The author(s) will give a talk

Detection of a marine to terrestrial transition in lake sediment from Baffin Island, Arctic Canada, using sedimentary DNA

Power, Matthew 1 ; Crump, Sarah E 2 ; Miller, Gifford H 3 ; Bunce, Michael 4 ; Allentoft, Morten 5

1 Trend Laboratory, School of Molecular and Life Sciences, Curtin University, Australia
2 Paleogenomics Lab, University of California Santa Cruz, USA
3 Institute of Arctic & Alpine Research, University of Colorado Boulder, USA
4 Environmental Protection Authority, New Zealand
5 Trend Laboratory, School of Molecular and Life Sciences, Curtin University, Australia

The recent development and refinement of the molecular toolkit to detect ancient DNA in sediment samples (sedaDNA) has allowed the high-resolution reconstruction of ancient ecological communities dating back thousands of years. Specifically, DNA from lake sediment has been used to derive continuous records of ecological community changes through variable paleoenvironmental conditions. These paleoecological reconstructions can be an important tool for understanding how ecosystems may respond to current and future warming, but reliable methods for taxonomic detection are needed in order make optimal use of these bioarchives.

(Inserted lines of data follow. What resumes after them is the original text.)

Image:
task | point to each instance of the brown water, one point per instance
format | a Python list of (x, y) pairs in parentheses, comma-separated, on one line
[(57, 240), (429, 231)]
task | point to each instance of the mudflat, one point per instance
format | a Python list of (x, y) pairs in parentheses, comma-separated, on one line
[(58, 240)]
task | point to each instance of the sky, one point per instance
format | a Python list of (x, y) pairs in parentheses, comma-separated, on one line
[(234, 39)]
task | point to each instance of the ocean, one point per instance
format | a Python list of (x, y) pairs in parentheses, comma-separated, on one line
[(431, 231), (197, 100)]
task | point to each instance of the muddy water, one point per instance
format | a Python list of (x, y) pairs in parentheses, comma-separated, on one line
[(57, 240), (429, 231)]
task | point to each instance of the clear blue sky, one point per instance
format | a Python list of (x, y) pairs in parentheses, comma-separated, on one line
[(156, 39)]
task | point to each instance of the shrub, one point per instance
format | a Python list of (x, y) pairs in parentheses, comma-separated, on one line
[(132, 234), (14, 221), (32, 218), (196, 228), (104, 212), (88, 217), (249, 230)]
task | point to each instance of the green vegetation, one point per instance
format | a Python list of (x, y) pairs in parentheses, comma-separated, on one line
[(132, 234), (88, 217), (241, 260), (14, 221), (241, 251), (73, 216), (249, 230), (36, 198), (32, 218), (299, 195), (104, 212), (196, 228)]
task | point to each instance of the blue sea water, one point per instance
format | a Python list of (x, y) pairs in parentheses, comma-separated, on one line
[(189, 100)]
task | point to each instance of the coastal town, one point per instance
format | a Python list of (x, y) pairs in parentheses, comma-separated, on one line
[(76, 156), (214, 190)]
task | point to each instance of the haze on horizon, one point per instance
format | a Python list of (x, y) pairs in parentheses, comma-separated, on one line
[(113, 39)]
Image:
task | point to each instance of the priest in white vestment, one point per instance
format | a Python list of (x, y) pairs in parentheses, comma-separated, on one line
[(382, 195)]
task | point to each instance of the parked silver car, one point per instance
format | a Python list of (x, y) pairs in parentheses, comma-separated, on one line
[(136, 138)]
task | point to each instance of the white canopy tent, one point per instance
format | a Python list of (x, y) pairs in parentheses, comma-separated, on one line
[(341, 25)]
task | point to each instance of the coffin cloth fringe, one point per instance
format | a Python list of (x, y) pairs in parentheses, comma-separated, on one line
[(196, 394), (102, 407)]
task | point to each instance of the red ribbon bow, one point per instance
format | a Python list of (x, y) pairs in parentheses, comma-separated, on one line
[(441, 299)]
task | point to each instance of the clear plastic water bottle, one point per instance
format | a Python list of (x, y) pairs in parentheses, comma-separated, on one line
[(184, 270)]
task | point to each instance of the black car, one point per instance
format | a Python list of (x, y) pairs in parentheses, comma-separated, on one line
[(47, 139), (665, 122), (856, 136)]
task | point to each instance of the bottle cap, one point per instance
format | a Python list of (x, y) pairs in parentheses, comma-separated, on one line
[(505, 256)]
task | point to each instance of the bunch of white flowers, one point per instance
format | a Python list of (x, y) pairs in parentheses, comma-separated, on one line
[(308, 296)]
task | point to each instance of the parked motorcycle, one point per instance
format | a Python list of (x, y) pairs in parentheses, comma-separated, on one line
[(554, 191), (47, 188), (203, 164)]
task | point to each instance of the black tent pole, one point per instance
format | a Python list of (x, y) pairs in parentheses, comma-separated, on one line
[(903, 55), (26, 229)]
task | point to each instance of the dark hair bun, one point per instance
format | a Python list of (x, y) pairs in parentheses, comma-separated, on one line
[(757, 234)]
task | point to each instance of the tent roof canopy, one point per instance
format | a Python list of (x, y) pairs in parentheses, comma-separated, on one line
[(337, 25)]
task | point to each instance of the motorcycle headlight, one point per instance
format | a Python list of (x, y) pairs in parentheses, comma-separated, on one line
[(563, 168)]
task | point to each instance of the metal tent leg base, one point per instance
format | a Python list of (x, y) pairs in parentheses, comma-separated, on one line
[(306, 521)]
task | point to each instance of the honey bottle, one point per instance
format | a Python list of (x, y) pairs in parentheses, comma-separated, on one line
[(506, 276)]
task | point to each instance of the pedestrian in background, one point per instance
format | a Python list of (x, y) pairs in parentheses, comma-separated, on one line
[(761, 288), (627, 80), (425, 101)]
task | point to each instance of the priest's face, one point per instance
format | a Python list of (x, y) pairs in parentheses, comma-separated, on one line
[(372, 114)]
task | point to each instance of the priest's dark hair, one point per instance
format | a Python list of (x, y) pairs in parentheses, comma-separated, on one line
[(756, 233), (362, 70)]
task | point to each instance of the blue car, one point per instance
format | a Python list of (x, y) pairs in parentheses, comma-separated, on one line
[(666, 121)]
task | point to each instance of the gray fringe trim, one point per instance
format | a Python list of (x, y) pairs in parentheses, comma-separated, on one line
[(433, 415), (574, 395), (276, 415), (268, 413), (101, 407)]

In this study, metabarcoding assays targeting vertebrates, bird, and marine fauna have been carried out across a sediment core collected from Lake Qaupat, Baffin Island, Arctic Canada. While Lake Qaupat is currently ~30 m above sea level, it is located below the local marine limit related to isostatic adjustment after deglaciation. Consequently, initial sediment accumulation is in a marine environment. Combined results from the DNA assays indicate a transitional period over which marine-based fauna are systematically replaced by more terrestrial-based fauna. This transition occurs at a predicted age of 7.4 ± 0.2 ka. Ultimately, these data showcase the power of sedaDNA to document dramatic ecosystem changes through a major relative sea level change in the past, with implications for ecological responses to future sea level change.